Interesting that Youtube, run by a woman, should, in 2018, recommend a ten year old video from Vanity Fair, run by a woman, featuring Hitchens C, known for his support for women through his life and yet it denies women are funny.
Women can certainly laugh and enjoy humour, they can do things all the time which are funny and endearing, they most certainly ‘get’ irony, they can make wry observations, they can learn and retell a joke … but there’s one factor that Hitchens C did not mention.
Humour is a two way street. To appreciate humour, to laugh, you must be at ease with the comedian and that’s difficult with women, especially the types of leftists who present themselves as comediennes.
Look int a woman’s eyes and they are unerringly calculating, they know what they want and how they want it, they are on the lookout for any threats of non-appreciation. They also have girl pals they really need to laugh with all the time, chew the fat, but it’s always based on, for example, someone wanting to be something and failing, of late, it’s about human body parts and functions, there’s ever an element of cruel dismissal in there.

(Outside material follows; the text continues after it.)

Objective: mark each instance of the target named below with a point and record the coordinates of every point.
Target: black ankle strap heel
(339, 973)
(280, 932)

I saw this years ago with Pam Ayres, a much loved comedienne with the older set but when you looked at her jokes, actually explored them, they were almost all anti-husband, anti-men. There was always this underlying element of ‘hitting back’.
Women are always concerned with image, how they’re perceived, they want it to be a certain way, just so, and woe betide someone who threatens that. How many men have cracked a joke in front of their beloved, there’s an awkward silence and she asks, quietly, “Just what did you mean by that?”

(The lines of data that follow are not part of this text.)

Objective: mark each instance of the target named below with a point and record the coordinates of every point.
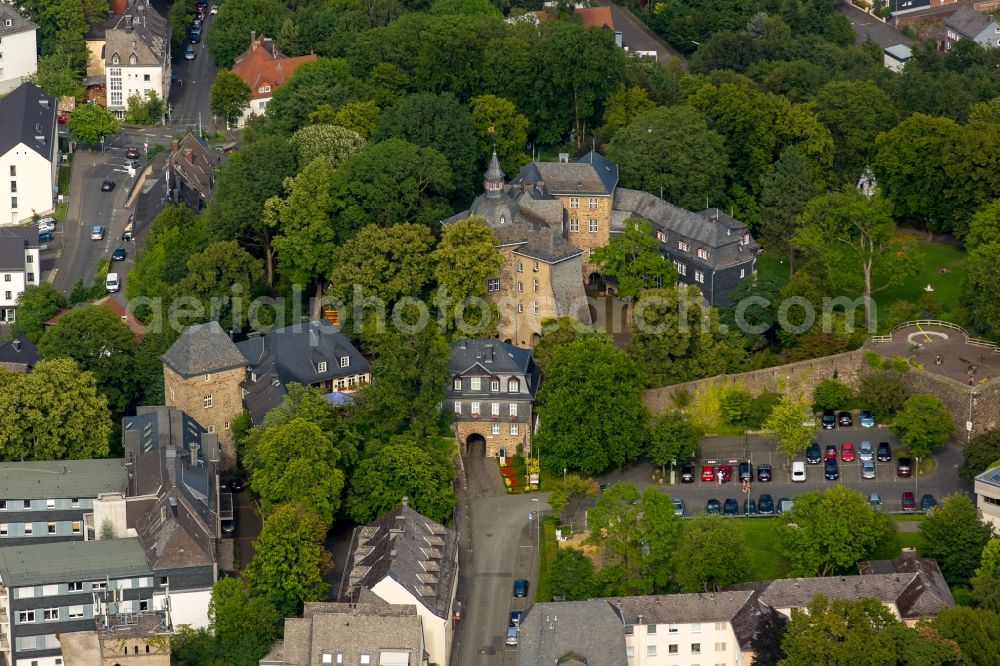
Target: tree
(831, 394)
(332, 141)
(98, 340)
(400, 469)
(575, 436)
(955, 534)
(979, 454)
(711, 553)
(35, 306)
(673, 153)
(245, 626)
(230, 96)
(670, 437)
(785, 425)
(853, 237)
(289, 560)
(840, 632)
(53, 413)
(923, 425)
(295, 463)
(884, 391)
(571, 576)
(386, 262)
(499, 126)
(90, 123)
(829, 531)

Now let’s say her night job is comedienne, she has some great material, she delivers it, but the memory of that menacing “just what did you mean by that” still lingers, it kills ‘funny’. You’re always either on edge with a woman, fearful of offending … or else you don’t care at all.
There’s a word here which has not yet been mentioned – self-deprecating. A person who can laugh at him or herself may just make a comedian, one who can’t … can’t.

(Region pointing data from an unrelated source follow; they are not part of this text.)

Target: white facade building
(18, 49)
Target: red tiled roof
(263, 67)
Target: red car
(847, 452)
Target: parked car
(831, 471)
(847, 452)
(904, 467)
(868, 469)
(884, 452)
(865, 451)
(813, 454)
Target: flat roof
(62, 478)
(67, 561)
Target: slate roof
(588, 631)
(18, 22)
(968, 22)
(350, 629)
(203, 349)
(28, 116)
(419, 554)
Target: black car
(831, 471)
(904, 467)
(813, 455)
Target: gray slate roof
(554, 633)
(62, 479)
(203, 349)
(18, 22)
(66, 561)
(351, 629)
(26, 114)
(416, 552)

Too many modern men are not funny either, they’re vicious little muvvers, e.g. Jimmy Carr. Talentless too. Whatever their jokes, they’ll not get a laugh from me.
One from the past I never, ever found funny was Chevy Chase. He once went on the Dame Edna show and stopped Humphries, asking if someone could get a word in edgeways, he was serious too – it was cringeworthy.
You can imagine the smile playing on the corners of Dame Edna’s lips when ‘she’ heard that. ‘She’ did the same with Trinny and Susannah but those two were not trying to be funny, the former was being the arch-bitch – somehow she sees that as a noble aim. The reason Edna got stuck into Woodall was the latter’s own ego, own viciousness and the bossing about of the dowdy Susannah.
So maybe the question of women being funny is a combination of all of the above, including what Hitchens C said in the clip about women not ‘needing’ to be funny.
There’s something in that – thinking of Debbie above, is it her humour you love her for? Her blonde hair? Her cuteness? The hope for a bonk or that her fluttering eyelids will be turned your way? What?
So, you’ve just seen/read the opinion of two men on women being funny – time to conclude with a woman on the subject but before that, a woman who really was funny … but for the wrong reasons.
It was a girl in her 20s, a video clip saying that women can be funny. Pretty girl. She started calmly but after a few points, was decidedly getting edgy and just before I clicked out, she was almost shouting at the camera that it’s so unfair to women, that they are funny, they are, they are.
She may have been justified in her points … but she warnt funny. The funny thing was what she was trying to do and how it was coming out.